Yes...but. Being an arts graduate I had no maths background, as was pointed out to me in recruiter rejection feedback. So I Googled standard deviations. Then a contract database developer was on hand to tell me that "little kittens die every time you code something in VBA". Snarky but completely right, he nudged me towards learning Python, the pre-requisite for many data science bootcamps and the opening to faster data wrangling and all-round proper coding. So I got the hang of Python by the end of 2018 through a Udemy course and a self-led project to web scrape football results from a scoring site into a database and run predictions from the data in order to win accumulator bets. It was a complete failure, but an automated and well-coded one.
Switching to a job at a bank in 2019, I consolidated SQL in a role which was mostly writing and debugging stored procedures, as well as cutting my teeth on Power BI to build reports and put the V into UCOVI. All the while I nostalgically volunteered to fix broken reports in Excel that used macros (VBA to me is Blackpool to a stick of rock, to use a saying older than the coding language itself), and picked up some HTML because some of the SQL stored procs I had to debug actually sent colour-formatted reports in HTML emails to managers from the data warehouse. Boy did I think that was the holy grail.
So where exactly am I going with this? Fast forward to present day, and I have solid core skills in SQL, Python, HTML/CSS (look at the lovely website you're reading this on) and Power BI. I also have things I dabble in or have dabbled in (Power Shell scripting, SSIS, JavaScript, statistical methods), and related to that, the ability to learn new tools and languages quicker from experience and practice. This should be pleasing and vindicate a steep five-year learning curve.
However, I wonder whether I'm alone or in good company as a data analyst in feeling anxious that I either don't know enough, that I don'’t know what I do know in great depth, or that what I do know is old hat. Ergo, are my skills sufficiently broad, deep and current?
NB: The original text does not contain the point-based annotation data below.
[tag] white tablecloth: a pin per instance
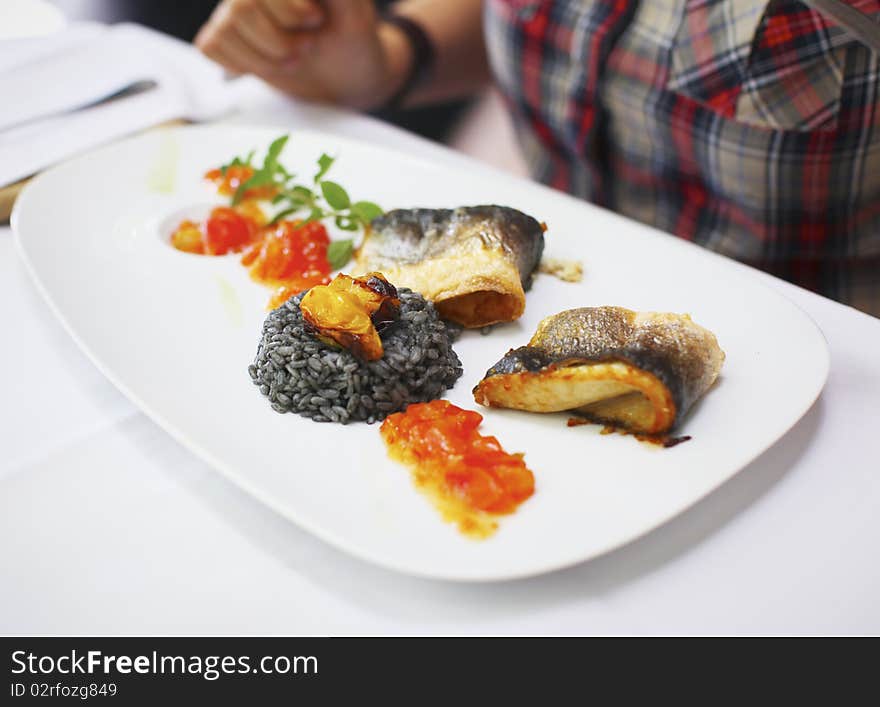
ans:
(107, 525)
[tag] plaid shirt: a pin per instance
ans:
(750, 127)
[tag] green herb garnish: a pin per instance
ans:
(321, 200)
(339, 253)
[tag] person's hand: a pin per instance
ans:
(333, 51)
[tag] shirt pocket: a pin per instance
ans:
(777, 65)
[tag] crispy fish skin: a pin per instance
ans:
(474, 262)
(641, 371)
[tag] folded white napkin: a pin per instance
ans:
(51, 90)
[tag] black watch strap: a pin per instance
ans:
(423, 58)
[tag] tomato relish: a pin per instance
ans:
(469, 476)
(288, 256)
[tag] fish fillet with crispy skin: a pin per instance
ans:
(639, 371)
(474, 262)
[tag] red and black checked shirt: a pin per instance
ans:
(750, 127)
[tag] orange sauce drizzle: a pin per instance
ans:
(288, 256)
(468, 476)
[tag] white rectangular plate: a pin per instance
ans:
(176, 333)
Starting on breadth, I don't have much of a scooby about Google Analytics, BigQuery, Data Studio or other bits of their sophisticated data offering, which feels like a yawning gap in knowledge. This is because I'm a Microsoft guy, something which cements in me a tribal loyalty to Power BI as opposed to Tableau or Qlik. I have taken this loyalty to the extreme of convincing business decision makers in a company to switch a preference they had for Qlik to Power BI, just to stick to what I know and reduce the learning overhead! I got away with this risky move but they could easily have been thinking "he's a professional data analyst but can’t use our BI tool".
I'm also aware that I don't know my core competencies in full. In Python, I rarely use classes and recursion makes my head hurt. The re library for regex expressions and working with text – something I'm using everyday at work and on personal projects – is a pandoras box of hidden functionality and complex syntax that would take a solid year to learn top to bottom. I thought I had SQL down to a T a year ago with effortless command of user-defined scalar functions, until a DBA showed me how slow they were on large table joins, and how to write a better-performing table function instead.
That SQL anecdote betrays uncertainty around the third consideration – currentness. The version of SQL that I was aiming to master and thought I had done until the table-function lesson was SQL Server 2012, 4 versions behind. The long-term utility of detailed knowledge about SQL Server Agent job scripting, SSIS Packages, and SSRS that I picked up in that job may be questionable in tomorrow's world of data lakes, new ETL tools and cloud-based data architecture.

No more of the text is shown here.